Eu plagiava Clarice, na adolescência. Leitor encantado, quando eu ia escrever, queria ser o narrador que ela usava nos seus textos herméticos, que me obrigavam a reflexões. A sua escrita é tão forte, única e surpreendente, que quando eu menos esperava, estava a imitá-la. Inclusive eu preciso dizer, antes de continuar a crônica, que a primeira frase deste texto é um plágio da pior espécie. (Desculpem, foi inevitável).

Clarice tem um livro para crianças cujo título é: A mulher que matou os peixes. O livro começa exatamente assim: Esta mulher que matou os peixes fui eu. (Vejam: mudei somente algumas palavras kkkkk). Feita a confissão, apedrejem-me. Atire a primeira pedra o aspirante a escritor que, na adolescência, nunca quis escrever igual a Clarice. É como se a grande escritora cujo nascimento faz 100 anos, tivesse uma rebeldia no seu modo de dizer as coisas que seduz os jovens. (Por isso, Clarice será sempre atual).

Tentando imitá-la eu dava respostas aos meus sentimentos existencialistas. Entrei em contato com os livros dela no segundo grau. (Segundo grau: era assim que se chamava o Ensino Médio de minha época). Comecei lendo nada mais nada menos que Perto do Coração Selvagem. Joana, a personagem da história, é vocacionada para o mal. E aquilo mexeu com a órbita dos meus satélites.

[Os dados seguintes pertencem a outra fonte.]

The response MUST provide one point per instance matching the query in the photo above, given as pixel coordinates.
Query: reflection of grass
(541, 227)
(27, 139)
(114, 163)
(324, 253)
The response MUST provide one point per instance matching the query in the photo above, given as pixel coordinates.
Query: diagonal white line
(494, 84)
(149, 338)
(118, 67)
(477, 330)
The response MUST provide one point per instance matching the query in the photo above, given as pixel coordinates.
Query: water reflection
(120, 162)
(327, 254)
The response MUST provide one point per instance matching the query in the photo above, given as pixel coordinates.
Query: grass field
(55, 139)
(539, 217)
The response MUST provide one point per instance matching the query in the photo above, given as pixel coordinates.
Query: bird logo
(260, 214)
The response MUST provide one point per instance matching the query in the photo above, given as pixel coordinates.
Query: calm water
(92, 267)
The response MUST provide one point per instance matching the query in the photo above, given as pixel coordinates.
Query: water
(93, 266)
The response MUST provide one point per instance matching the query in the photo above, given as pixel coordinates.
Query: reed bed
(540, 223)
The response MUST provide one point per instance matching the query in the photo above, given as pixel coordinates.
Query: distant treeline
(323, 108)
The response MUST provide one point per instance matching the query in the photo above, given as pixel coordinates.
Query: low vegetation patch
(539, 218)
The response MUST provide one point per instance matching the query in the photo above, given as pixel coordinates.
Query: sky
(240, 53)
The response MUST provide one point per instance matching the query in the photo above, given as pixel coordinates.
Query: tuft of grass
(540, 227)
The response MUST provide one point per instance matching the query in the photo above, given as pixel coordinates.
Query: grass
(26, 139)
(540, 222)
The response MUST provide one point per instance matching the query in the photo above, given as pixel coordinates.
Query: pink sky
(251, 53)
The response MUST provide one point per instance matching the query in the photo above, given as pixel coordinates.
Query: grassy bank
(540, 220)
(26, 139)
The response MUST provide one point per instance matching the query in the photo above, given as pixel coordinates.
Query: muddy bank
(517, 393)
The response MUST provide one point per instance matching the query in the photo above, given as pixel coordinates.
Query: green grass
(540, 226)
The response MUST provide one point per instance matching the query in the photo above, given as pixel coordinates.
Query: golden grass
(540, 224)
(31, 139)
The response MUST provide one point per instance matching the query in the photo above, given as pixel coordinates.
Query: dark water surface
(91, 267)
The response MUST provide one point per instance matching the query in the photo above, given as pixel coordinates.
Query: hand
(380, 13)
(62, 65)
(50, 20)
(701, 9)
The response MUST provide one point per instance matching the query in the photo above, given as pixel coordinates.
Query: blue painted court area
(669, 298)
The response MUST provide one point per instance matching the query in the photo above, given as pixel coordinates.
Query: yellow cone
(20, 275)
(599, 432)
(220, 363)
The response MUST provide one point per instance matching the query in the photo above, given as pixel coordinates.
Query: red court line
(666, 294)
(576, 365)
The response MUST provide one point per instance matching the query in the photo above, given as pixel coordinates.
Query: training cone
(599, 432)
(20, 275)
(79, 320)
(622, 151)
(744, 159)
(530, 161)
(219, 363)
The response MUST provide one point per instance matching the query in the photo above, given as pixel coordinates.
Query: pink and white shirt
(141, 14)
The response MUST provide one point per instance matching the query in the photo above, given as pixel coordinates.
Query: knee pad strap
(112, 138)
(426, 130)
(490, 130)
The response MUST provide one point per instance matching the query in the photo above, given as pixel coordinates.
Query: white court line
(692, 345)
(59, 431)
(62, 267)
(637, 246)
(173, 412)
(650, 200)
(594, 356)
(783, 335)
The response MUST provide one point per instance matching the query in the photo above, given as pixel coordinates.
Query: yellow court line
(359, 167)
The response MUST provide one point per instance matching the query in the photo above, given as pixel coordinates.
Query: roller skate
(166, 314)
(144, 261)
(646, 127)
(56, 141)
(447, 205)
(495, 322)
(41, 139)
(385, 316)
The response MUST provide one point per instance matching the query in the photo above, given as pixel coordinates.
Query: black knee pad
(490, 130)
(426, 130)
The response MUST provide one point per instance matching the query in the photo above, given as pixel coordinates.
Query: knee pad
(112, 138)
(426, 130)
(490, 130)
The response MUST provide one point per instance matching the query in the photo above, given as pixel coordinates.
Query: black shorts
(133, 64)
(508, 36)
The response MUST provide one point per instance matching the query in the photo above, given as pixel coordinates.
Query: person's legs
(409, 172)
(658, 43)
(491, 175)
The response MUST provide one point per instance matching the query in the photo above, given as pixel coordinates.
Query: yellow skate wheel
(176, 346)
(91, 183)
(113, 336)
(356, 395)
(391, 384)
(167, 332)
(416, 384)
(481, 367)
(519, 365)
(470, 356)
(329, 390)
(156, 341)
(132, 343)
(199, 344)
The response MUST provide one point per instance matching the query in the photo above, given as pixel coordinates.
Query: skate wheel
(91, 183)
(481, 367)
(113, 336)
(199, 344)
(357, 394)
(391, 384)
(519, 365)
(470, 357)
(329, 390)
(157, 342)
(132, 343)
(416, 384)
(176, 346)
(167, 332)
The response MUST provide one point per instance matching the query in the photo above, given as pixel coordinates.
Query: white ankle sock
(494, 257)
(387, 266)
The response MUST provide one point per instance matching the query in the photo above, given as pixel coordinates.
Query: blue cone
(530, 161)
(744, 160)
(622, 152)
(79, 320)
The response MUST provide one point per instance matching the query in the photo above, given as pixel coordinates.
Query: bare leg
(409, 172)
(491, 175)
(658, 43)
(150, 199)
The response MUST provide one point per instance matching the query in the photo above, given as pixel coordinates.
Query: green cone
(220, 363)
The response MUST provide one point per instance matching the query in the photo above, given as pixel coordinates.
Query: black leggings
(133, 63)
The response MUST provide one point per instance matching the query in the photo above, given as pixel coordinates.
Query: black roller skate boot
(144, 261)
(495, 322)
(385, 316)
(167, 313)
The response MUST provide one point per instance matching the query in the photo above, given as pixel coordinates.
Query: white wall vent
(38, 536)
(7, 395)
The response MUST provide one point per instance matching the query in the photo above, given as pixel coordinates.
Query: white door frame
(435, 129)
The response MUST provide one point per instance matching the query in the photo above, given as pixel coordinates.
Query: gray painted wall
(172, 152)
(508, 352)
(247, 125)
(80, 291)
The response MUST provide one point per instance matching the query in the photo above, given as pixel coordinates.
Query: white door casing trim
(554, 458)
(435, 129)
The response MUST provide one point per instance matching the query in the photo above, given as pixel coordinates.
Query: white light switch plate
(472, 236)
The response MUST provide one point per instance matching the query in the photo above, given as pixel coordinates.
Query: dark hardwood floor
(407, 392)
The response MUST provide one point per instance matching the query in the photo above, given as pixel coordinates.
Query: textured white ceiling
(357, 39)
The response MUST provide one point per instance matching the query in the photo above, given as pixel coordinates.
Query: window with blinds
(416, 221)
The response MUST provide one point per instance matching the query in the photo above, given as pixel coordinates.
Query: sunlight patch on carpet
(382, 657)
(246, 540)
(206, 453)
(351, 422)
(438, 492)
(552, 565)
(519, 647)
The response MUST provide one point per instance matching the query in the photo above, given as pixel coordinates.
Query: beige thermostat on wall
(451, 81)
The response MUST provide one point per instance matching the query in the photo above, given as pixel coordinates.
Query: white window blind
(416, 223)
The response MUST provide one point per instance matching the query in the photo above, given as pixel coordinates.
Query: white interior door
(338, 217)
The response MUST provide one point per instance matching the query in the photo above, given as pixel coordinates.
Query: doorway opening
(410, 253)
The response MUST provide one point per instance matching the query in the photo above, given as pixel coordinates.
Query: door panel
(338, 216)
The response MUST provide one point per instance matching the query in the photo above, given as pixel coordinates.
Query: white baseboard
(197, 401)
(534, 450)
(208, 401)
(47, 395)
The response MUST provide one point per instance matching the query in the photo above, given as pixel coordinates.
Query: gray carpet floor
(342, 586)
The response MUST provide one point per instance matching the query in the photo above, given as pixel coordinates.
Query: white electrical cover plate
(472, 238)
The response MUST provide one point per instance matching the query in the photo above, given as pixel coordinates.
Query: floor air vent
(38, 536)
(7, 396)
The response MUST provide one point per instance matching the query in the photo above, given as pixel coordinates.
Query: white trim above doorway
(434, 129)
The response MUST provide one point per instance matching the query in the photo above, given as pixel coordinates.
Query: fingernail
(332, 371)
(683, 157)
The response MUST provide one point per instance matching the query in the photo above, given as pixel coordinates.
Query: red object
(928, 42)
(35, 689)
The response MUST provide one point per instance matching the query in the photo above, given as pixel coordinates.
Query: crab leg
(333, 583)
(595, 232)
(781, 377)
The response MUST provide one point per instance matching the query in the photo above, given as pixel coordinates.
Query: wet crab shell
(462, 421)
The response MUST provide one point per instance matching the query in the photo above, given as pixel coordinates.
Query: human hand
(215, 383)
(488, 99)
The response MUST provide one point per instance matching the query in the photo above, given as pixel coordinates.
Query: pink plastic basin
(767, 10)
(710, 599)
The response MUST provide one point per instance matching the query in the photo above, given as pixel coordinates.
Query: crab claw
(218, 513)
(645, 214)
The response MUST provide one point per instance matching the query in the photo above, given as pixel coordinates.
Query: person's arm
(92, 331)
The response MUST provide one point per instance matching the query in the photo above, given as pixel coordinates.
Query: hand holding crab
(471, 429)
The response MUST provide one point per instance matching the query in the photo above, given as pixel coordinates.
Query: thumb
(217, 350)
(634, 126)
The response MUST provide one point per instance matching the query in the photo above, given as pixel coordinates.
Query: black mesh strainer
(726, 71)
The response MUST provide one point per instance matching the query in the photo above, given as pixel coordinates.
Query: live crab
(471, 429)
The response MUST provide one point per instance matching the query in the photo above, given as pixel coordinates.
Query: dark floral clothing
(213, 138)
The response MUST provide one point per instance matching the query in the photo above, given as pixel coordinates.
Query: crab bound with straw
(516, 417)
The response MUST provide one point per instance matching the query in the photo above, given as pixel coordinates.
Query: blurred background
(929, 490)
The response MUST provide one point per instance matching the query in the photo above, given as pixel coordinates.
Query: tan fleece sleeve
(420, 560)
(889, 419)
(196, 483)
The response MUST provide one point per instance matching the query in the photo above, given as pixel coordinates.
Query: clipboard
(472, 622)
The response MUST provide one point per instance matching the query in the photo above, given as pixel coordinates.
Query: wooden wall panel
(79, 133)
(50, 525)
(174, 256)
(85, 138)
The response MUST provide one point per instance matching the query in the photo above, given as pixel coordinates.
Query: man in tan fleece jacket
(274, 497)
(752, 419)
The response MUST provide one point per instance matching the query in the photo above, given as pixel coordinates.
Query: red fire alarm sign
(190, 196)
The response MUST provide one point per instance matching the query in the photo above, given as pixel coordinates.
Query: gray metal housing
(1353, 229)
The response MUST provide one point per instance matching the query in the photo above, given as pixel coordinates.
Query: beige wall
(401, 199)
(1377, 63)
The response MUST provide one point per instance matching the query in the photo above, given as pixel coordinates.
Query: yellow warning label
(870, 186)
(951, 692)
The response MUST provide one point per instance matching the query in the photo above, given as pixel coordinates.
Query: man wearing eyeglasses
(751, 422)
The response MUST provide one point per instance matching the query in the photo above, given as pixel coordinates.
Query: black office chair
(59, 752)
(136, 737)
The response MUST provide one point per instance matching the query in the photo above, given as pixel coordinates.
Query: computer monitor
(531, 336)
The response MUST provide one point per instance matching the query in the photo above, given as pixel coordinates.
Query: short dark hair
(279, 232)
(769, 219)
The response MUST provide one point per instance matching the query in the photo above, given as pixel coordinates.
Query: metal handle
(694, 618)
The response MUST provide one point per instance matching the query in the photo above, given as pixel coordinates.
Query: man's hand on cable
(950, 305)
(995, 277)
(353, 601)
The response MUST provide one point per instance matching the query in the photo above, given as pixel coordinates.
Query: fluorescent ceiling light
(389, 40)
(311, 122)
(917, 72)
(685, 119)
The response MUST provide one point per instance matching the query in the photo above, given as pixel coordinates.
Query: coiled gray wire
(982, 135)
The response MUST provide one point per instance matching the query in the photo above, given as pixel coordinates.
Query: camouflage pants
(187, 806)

Vamos fazer um comparativo para se ter uma noção do efeito que aquilo provocou em mim: se hoje existe o pancadão na música, Perto do Coração Selvagem (da Vida) foi a mesma coisa, para mim, na literatura. E tudo estava só começando: para acompanhar os meus amigos “cabeça”, foi uma obrigação ler A Paixão Segundo G.H. (Passo seguinte, comprei um exemplar). A linguagem era tão diferente de tudo o que tinha lido que eu pensei: esse livro dá para mim não.

Pirei de vez, na literatura dela, aos 17. Aquilo era areia demais para meu caminhãozinho. Só que eu não poderia passar recibo de fragilidade intelectual. (Resultado: tive que fazer várias viagens com este meu caminhãozinho para transportar aquela areia toda). Li e reli. É o livro da barata. GH vai fazer uma faxina no armário, encontra o inseto e termina por esmagá-lo. Sabe o que a personagem faz? Come a massa pastosa e branca da barata morta. Puta merda!  Fiquei enjoado com aquilo, Clarice não tinha pena de mim, era punk. (Acho que gostei de barata kkkk).

É tanto que quando fui ler Água Viva e Um Sopro de Vida já estava íntimo da linguagem intimista e psicológica daquela bruxa. Li A Legião Estrangeira, A Bela e a Fera, O Livro dos Prazeres, A Via Crucis do Corpo, A Cidade Sitiada. Nordestino, me vi em Macabéa de A Hora da Estrela. Odiei A Maçã no Escuro. (Minha capacidade de compreensão pifou).

Só podia dar naquilo aos 18, 19 anos: em tudo o que eu ia escrever, tinha que buscar o efeito meio místico das palavras, uma narrativa cabalística, metafórica e quem sabe até um arremedo metafísico para dizer as coisas mais simples. (Ainda bem que eu tive discernimento crítico e não restou nada daquilo que escrevi na época).

A verdade é que eu conseguia ser ridículo e não passava disso. Eu era, portanto, a Clarice Lispector dos pobres de espírito. Levei anos para me curar daquela síndrome. Você me pergunta: foi fácil fazer o exorcismo? Difícil pra Dedéu. E só me livrei dela quando a troquei por outro bruxo: descobri o português José Saramago , lendo Memorial do Convento e Jangada de Pedra. (Começou outro problema. Que, depois, eu conto).